RamenDR / ramen

Apache License 2.0
73 stars 54 forks source link

Support automated failover for StatefulSets (or workloads that do not delete their PVCs) #558

Open ShyamsundarR opened 2 years ago

ShyamsundarR commented 2 years ago

StatefulSets(STS) by default do not delete their PVCs. This is being fixed in k8s upstream via this KEP and would potentially graduate to beta in an upcoming release. (https://github.com/kubernetes/kubernetes/pull/111300).

This issue is to deal with the following problems till the above KEP is beta/GA.

Problem definition:

Proposed solution:

1) For a failover use-case, we will ignore the PVC in deletion state as a check

2) For a relocate use-case, we will still ensure PVC is deleted to prevent any PVC use-after-check-and-demote of the PVC

Other fixes and gotchas:

ShyamsundarR commented 2 years ago

Further notes post discussions with @BenamarMk

Currently for volsync we have the following PVC rules:

For volrep the PVC rules are:

For failover cases, the PVC can be deleted in either volsync or volrep cases, as there is no final sync operation that is required.

We would need to have a common set of rules across volrep and volsync, such that the actual replication mechanisim is abstracted away from the DRPC user. Hence we should either mandate operator/STS created PVCs are to be deleted or not for both.

With volsync if the operator/STS created PVCs are deleted, there is no possible way to perform a final sync. Hence the rule that we would adopt would be,

With the above, the STS auto-deletion of PVCs on STS deletion is not required, and we need to handle relocate for operator/STS created PVCs that are not deleted in the volrep case.

As a first step allowing failover, as mentioned in this issue, is a way forward, while retaining the same PVC rules as before.

Subsequently, changing the PVC rules for volrep as well to lign with volsync would be needed.

The one caveat in the case for relocate with volsync or volrep, if the PVC is not deleted would be as follows:

ShyamsundarR commented 2 years ago

NOTE: We need to evaluate this with Placement and ApplicationSets instead of Subscriptions that are in use at present.
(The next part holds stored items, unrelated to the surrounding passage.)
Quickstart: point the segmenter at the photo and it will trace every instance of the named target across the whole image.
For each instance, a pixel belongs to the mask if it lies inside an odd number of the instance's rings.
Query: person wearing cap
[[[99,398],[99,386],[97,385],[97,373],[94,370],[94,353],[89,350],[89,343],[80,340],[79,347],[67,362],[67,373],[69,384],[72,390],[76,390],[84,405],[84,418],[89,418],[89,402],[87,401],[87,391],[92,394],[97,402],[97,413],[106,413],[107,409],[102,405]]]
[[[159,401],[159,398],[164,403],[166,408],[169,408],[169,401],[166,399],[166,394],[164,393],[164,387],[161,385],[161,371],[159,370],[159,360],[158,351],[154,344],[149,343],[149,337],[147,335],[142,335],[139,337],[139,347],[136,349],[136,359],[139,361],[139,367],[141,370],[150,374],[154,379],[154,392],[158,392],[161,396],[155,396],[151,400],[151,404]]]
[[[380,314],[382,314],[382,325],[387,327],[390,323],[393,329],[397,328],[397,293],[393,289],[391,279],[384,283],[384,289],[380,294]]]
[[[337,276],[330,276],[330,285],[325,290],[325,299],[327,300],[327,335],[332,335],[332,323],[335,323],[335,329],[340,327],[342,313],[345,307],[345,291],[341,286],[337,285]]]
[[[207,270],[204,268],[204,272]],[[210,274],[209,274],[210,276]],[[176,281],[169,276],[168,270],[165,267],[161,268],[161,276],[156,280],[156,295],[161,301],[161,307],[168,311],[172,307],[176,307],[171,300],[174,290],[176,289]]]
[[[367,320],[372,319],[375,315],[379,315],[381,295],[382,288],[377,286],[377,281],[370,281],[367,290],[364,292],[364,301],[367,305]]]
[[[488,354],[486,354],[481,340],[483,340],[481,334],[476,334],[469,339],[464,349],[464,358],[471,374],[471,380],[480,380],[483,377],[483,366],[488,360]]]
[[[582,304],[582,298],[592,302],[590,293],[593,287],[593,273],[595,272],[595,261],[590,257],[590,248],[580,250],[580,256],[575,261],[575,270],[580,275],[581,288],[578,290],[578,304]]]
ShyamsundarR commented 1 year ago

The one caveat in the case for relocate with volsync or volrep, if the PVC is not deleted would be as follows:

* A PVC is checked to ensure no pods are referencing it

* A PVC is checked to ensure no VolumeAttachments are present

* But post these checks if there is a PVC consumer, the relocate may sync stale data

  * From a VR perspective, one option is to move the volume to secondary during relocate and letting the storage plugin ensure there are no consumers for the volume as it is demoted
  * The other is to ensure that all workloads as reported on the OCM hub are stopped before issuing the move to secondary for VRG (or final sync for volsync)

We could technically change the PVC to read only, to prevent further data modifications in this case. (requires experimentation)
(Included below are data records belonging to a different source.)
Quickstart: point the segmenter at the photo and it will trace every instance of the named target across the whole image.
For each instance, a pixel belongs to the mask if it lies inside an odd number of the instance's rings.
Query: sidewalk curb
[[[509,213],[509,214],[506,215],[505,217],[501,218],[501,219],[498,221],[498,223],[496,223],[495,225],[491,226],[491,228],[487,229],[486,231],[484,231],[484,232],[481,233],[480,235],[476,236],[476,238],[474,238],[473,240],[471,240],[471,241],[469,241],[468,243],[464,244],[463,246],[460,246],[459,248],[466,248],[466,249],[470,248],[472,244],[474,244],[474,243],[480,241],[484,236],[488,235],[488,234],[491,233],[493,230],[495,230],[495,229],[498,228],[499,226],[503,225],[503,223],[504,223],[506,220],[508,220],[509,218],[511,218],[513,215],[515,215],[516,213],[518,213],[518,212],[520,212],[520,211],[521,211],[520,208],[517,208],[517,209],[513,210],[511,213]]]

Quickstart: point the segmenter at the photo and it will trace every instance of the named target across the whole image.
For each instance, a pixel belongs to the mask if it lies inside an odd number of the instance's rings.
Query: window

ShyamsundarR commented 1 year ago

The one caveat in the case for relocate with volsync or volrep, if the PVC is not deleted would be as follows:

* A PVC is checked to ensure no pods are referencing it

* A PVC is checked to ensure no VolumeAttachments are present

* But post these checks if there is a PVC consumer, the relocate may sync stale data

  * From a VR perspective, one option is to move the volume to secondary during relocate and letting the storage plugin ensure there are no consumers for the volume as it is demoted
  * The other is to ensure that all workloads as reported on the OCM hub are stopped before issuing the move to secondary for VRG (or final sync for volsync)

We could technically change the PVC to read only, to prevent further data modifications in this case. (requires experimentation)
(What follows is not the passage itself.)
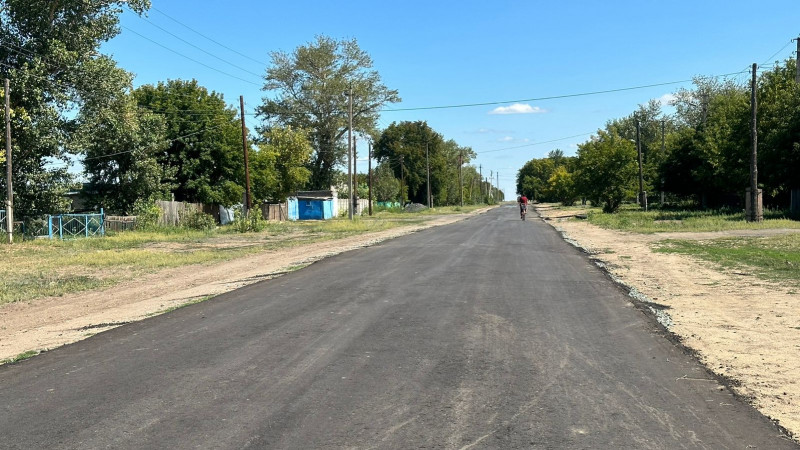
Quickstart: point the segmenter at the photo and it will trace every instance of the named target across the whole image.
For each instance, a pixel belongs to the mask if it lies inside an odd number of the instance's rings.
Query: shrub
[[[191,230],[213,230],[217,226],[214,217],[195,208],[185,209],[180,214],[179,223]]]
The above is disallowed: The PersistentVolumeClaim "busybox-pvc" is invalid: spec: Forbidden: spec is immutable after creation except resources.requests for bound claims

ShyamsundarR commented 1 year ago

With volsync if the operator/STS created PVCs are deleted, there is no possible way to perform a final sync.

An alternative to overcome this issue would be as follows:

The above would help address a few other items as well: